I’ll be the first to tell you that I am a lover of all things dark chocolate (the darker, the better!), but white chocolate and I have our own little love affair. The two are so different from one another, it isn’t really fare to compare them, or choose just one or the other. They are almost yin and yang to each other. One dark and bitter, one light and sweet. Both rich, smooth, and melting.
Whether you love it or hate it, though, there is one thing white chocolate has above dark. And that is this: it can be turned into caramel.
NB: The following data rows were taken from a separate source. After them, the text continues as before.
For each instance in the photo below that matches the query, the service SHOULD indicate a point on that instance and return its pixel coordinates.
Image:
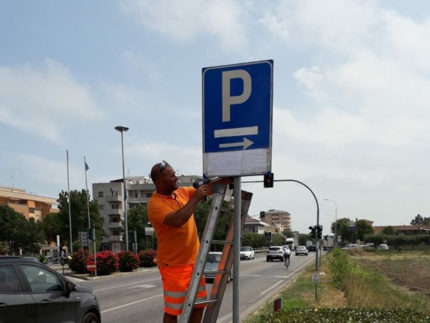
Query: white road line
(132, 303)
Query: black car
(33, 292)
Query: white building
(110, 201)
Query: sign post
(237, 133)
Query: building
(110, 202)
(252, 225)
(29, 205)
(277, 218)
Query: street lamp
(122, 129)
(335, 225)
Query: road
(137, 296)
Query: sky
(351, 89)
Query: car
(383, 246)
(246, 253)
(312, 247)
(211, 266)
(275, 252)
(301, 250)
(32, 292)
(287, 250)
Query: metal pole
(88, 193)
(236, 250)
(335, 225)
(95, 253)
(70, 209)
(122, 129)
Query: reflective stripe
(174, 306)
(174, 294)
(202, 288)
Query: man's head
(164, 178)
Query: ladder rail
(220, 282)
(201, 257)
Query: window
(41, 280)
(9, 282)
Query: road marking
(129, 304)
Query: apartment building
(29, 205)
(110, 201)
(277, 218)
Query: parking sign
(237, 119)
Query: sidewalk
(86, 276)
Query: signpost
(237, 119)
(237, 133)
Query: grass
(388, 281)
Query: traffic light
(313, 231)
(268, 180)
(319, 231)
(90, 234)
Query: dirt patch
(408, 270)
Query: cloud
(37, 100)
(186, 20)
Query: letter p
(227, 99)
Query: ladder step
(216, 272)
(222, 242)
(207, 301)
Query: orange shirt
(176, 246)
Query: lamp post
(335, 224)
(122, 129)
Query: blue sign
(237, 106)
(237, 117)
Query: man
(170, 211)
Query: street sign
(315, 278)
(83, 238)
(237, 119)
(91, 266)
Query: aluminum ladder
(218, 288)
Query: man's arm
(179, 217)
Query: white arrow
(245, 144)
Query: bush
(76, 264)
(128, 261)
(147, 258)
(334, 315)
(107, 262)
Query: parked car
(211, 266)
(312, 247)
(275, 252)
(33, 292)
(383, 246)
(301, 250)
(246, 253)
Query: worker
(171, 212)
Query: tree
(78, 205)
(389, 230)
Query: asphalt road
(137, 296)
I first learned about caramelizing white chocolate when David Lebovitz shared the technique way back in 2009. I immediately added it to my list of must-make things, but have only now gotten around to trying it. Procrastination is apparently my forte, as this post was supposed to be published a couple days ago, now. Better late than never, right?
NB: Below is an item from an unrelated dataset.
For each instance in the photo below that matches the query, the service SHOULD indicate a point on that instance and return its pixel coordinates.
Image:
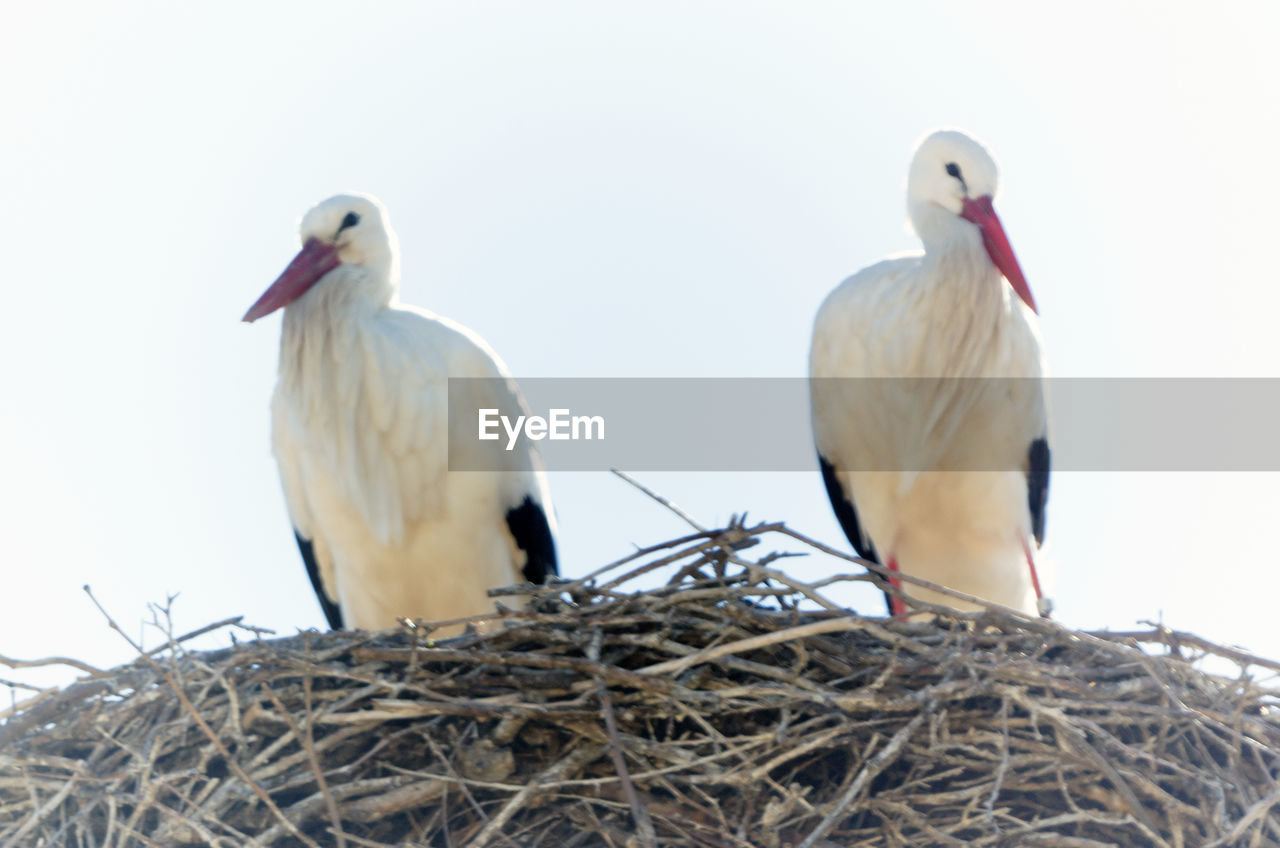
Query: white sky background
(635, 190)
The idea here is really quite simple. At its base, white chocolate is little more than milk, cocoa butter, sugar, and vanilla. When exposed to heat, the sugar caramelizes, transforming our plain white chocolate into a flowing pool of sweet, molten caramel.
The technique was first created at the Ecole de Grande Chocolat, Valrhona’s French school of chocolate arts. Thank goodness the people of Valrhona were kind enough to share it with the rest of the world, because this stuff really is a gem. A sweet and decadent caramel, which acts exactly like chocolate — solid at room temperature, easily melted, and able to be turned into most anything regular chocolate can. Even if you aren’t a fan of white chocolate, I urge you to give this a try.
Making a batch of this luscious stuff is simple. All you need is some good quality white chocolate — the higher the cocoa butter content, the better. According to the FDA, white chocolate must contain a minimum of 20% cocoa butter to be called “chocolate.” Beware of the stuff labeled “white morsels” or “white chips,” as these are not real white chocolate. If your chocolate has a low cocoa butter content, it may develop a grainy texture, or not taste as good. I suggest looking for something with at least 30% cocoa butter for this.
I used Guittard white chocolate wafers, here. Of course, Valrhona is another obvious choice. Or, if you find your only options are those available in the candy aisle, I’ve found Green & Black’s white chocolate bar to be one of the better ones on the market, and should work just fine. Whatever you use, be sure to check the cocoa butter content — it may be hidden in the fine print, but it should be there.
So, funny story… I ordered a pound of white chocolate to play around with, and two kilograms showed up at my front door. Now, I’m tempted to turn it all into caramel and just eat it by the spoonful until I go into a sugar-coma, but there’s a small part of me that says that probably isn’t a good idea. So instead I’m going to ask you guys for help. What are some of your favorite uses for white chocolate? Let me know in the comments, and I’ll try to take one of your suggestions and turn it into a blog post in the (not too distant) future.
Now, where were we?
Start by preheating your oven to 250 degrees F. If your chocolate is in discs, wafers, or chips, dump them onto a rimmed baking sheet. If your chocolate is in a block or a bar, roughly chop it and then dump onto a baking sheet. Place the pan on the middle rack of your oven, and set a timer for ten minutes. When the time is up, give the chocolate a stir, and return it to the oven, setting your timer for another ten minutes.
Repeat the process, making sure to scrape the chocolate from the pan and stir until smooth each time. It may be tempting to stick your finger in there and give it a taste, but keep in mind that chocolate is a molten pool of burning, not safe for fingers, tongues, or other extremities. You’ve been warned.
The chocolate may appear dry and crumbly at times, but don’t worry, this is normal. Just keep stirring and it will become smooth and creamy again right before your eyes. The only difference in the two photos above is about 40 seconds of moderate stirring. Crazy, right?